A new connection

After my success researching my mom’s maternal line, I turned to her paternal line- specifically, her father’s mother.

Mom told me that her name was Pearl Rothwell and that she was a chiropractor. Easy peasy, I thought.

I turned to Canada’s free online census and began searching. It didn’t take long to realize, there was no “Pearl Rothwell” to be found. That was a disappointment. But, I reminded myself that not all records are online and many have been lost, so I gathered myself back up, and turned back to my trusty friend, Google.

For several pages of Googling, I found nothing. I was getting frustrated. I told people around me that clearly my family were circus people or were hiding from the law because there was zip, zilch, nothing, nada out there.


My great grandmother, Ida Pearl Craine Rothwell Onley.

Then finally, a breakthrough. On a random message board, I saw someone post about an “Ida Pearl Craine Rothwell Onley.” Victory was mine!

I threw that into Google and there she was on Ancestry.ca. The picture that came up was the very picture that hung in my grandma and grandpa’s house for as long as I could remember.
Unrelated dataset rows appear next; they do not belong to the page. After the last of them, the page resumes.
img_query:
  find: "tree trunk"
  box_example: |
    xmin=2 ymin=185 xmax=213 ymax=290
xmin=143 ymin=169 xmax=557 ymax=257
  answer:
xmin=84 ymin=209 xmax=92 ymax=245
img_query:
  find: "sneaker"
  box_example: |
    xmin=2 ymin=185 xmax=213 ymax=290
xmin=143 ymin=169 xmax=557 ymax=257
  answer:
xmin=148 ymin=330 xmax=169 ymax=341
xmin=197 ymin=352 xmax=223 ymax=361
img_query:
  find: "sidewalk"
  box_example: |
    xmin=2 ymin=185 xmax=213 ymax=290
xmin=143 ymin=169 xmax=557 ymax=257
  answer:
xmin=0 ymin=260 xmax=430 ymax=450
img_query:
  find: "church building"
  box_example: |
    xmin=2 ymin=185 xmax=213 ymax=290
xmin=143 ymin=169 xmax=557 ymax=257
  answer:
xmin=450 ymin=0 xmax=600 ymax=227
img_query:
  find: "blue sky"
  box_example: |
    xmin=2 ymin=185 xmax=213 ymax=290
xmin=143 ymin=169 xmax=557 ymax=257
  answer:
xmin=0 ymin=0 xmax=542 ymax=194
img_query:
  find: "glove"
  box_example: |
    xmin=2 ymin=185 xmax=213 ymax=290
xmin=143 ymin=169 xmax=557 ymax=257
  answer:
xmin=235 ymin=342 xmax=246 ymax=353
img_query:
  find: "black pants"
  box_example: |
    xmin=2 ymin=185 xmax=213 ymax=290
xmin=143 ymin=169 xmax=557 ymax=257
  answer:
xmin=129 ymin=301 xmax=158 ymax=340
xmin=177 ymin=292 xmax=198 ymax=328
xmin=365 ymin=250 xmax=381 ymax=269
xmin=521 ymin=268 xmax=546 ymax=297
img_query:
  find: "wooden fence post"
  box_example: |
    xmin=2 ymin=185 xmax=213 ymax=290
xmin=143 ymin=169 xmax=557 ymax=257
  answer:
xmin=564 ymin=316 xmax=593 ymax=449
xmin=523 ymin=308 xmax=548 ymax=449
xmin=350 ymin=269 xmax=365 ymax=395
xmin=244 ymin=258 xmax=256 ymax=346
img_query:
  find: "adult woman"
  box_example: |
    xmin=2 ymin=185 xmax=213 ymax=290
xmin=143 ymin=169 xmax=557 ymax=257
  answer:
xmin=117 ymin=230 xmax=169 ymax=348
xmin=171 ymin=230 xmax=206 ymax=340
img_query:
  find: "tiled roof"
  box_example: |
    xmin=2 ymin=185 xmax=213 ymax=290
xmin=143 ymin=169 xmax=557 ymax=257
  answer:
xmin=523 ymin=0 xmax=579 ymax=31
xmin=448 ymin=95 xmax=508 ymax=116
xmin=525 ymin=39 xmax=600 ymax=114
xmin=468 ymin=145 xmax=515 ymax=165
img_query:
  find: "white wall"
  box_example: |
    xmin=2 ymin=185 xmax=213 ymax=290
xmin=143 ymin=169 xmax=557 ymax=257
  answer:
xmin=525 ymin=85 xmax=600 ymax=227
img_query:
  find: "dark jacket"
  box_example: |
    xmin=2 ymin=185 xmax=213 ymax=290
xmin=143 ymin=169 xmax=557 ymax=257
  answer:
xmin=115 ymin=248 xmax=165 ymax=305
I quickly Googled her and the owner of the picture and found yet another thread, this time on Ancestry, discussing who she was. The conversation was between an American man, Bill, who claimed Pearl as his great aunt, and a woman, Margaret, who claimed her as her grandmother.

“Wait a minute,” I thought. “Her grandmother? Pearl was my mom’s grandmother!”

I sat in shock for a moment. I had found my mom’s cousin. Not some random person, 16 times removed, but my mom’s actual first cousin. Fortunately, Margaret provided her email in the thread, so I emailed her right away.

She emailed back quickly and explained that she’s the daughter of one of my grandfather’s sisters. As a little background, my grandfather (who passed away when I was 12) was the youngest child and his sisters were quite a bit older than him. By the time I was old enough to know such things, they had all passed away, so to me, it’s almost like they never existed. I had never seen a picture of them, so until I found Margaret, it never occurred to me that they got married and had children. Which is silly, of course, but that’s childhood for you.

Margaret was gracious and we exchanged several emails. We’re now friends on LinkedIn, which is cool. She’s a writer, like me. That made me happy.

I also got to ask her a silly question. I’m the tallest female grandchild in my family by about five inches and I have over two inches on my mom. I was always told that grandpa’s sisters were tall and that’s where I got it from. Here was my chance to confirm it! Also, at the time, I was the only person in my whole family with brown eyes (since then, one of my uncles has had a brown-eyed boy). Was the brown eye gene tied to the tall gene?

I sheepishly asked, and she said no. She reported that she’s about the same height as my mom and her kid is short and no one has brown eyes. Oh well. It was worth a shot.

Never in my wildest dreams did I think I would find actual family on this adventure. Even if I hadn’t found anything after this discovery, I would have called it a success.